The NunatuKavut community council is closer to its goal of providing more education in Inuttitut and traditional knowledge in schools after recently signing a memorandum of understanding to do just that.
The council, the Newfoundland and Labrador government and the province's English school district signed the memorandum, to strengthen ties on education and plan curriculum changes, on Friday. The agreement lays out objectives and a 30-day deadline to establish a working group to act on them.
Amy Hudson, the council's chief governance officer, said having traditional knowledge and history in schools can help transform the education system for the better.
"This strengthened relationship is another opportunity to ensure that our children, our learners and youth have opportunities to see themselves and their culture and their values reflected in what they learn in the classroom and how they learn," said Hudson.
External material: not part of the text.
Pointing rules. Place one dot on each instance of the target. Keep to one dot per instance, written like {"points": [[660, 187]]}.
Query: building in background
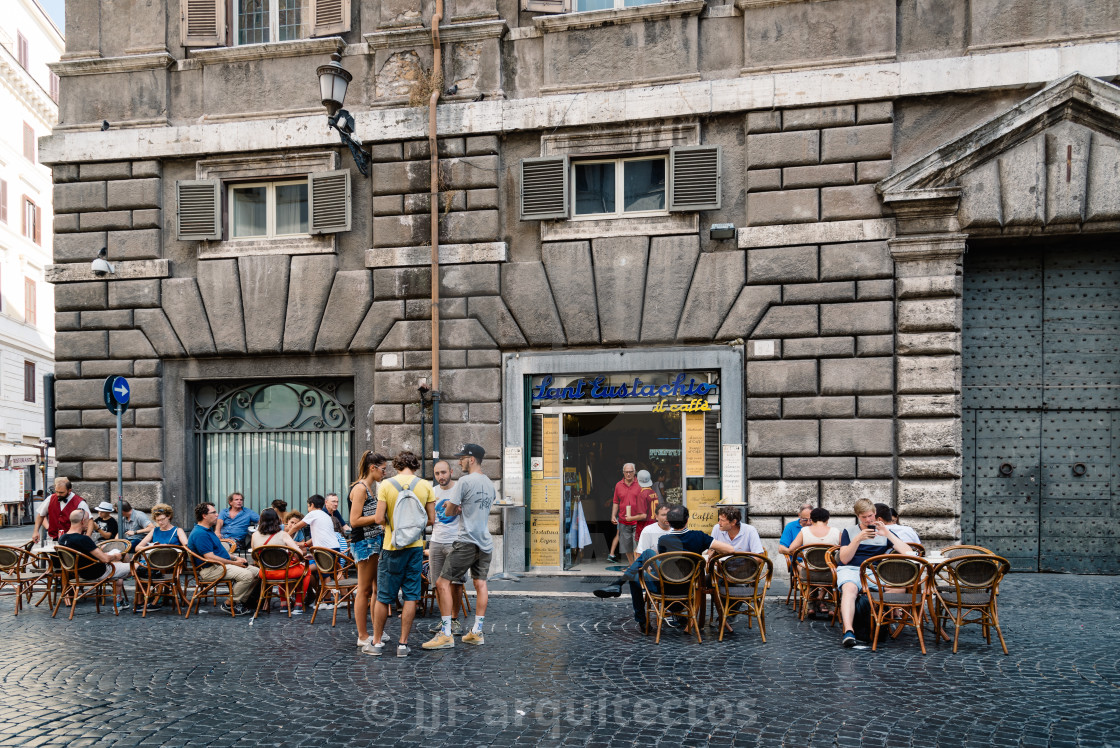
{"points": [[725, 241], [28, 111]]}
The working group will develop a curriculum on NunatuKavut Inuit, develop resources that address the experiences of NunatuKavut Inuit within the residential school system, and explore the creation of Inuttitut language education.
The Newfoundland and Labrador English School district agrees. Tina White, the district's assistant director of schools for Labrador, said there is a growing focus on Indigenous education in the province as well as a recognition that increasing student engagement and connecting learning to real life requires resources that reflect the languages, traditions and cultures in the province.
"This is very exciting, as we move forward, that our staff and our students will have the ability to really learn about our own stories," said White.
Dispute over NunatuKavut's Indigeneity
The NunatuKavut community council's Indigeneity has been questioned by the Innu Nation, Inuit Tapiriit Kanatami and the Nunatsiavut government. When asked, Hudson wouldn't say whether the curriculum would address the dispute, but said education can create bridges.
"I see education as an important opportunity for healing and and to and to grow as humans and citizens and to really create mutual respect between all peoples," Hudson said. "It's my hope the inclusion of Inuit in this part of the world and in this part of the province will be a benefit to everyone."
The dispute involving the council is better left to those who work in politics, said White, but disagreements can be part of any curriculum, she said.
"If you correlate that to life, we as humans don't always agree about certain things. So it's OK to have that in place and to have that as a point of discussion or a point of debate," White said.
White said it's a complex process but they will take the lead from elders and community members.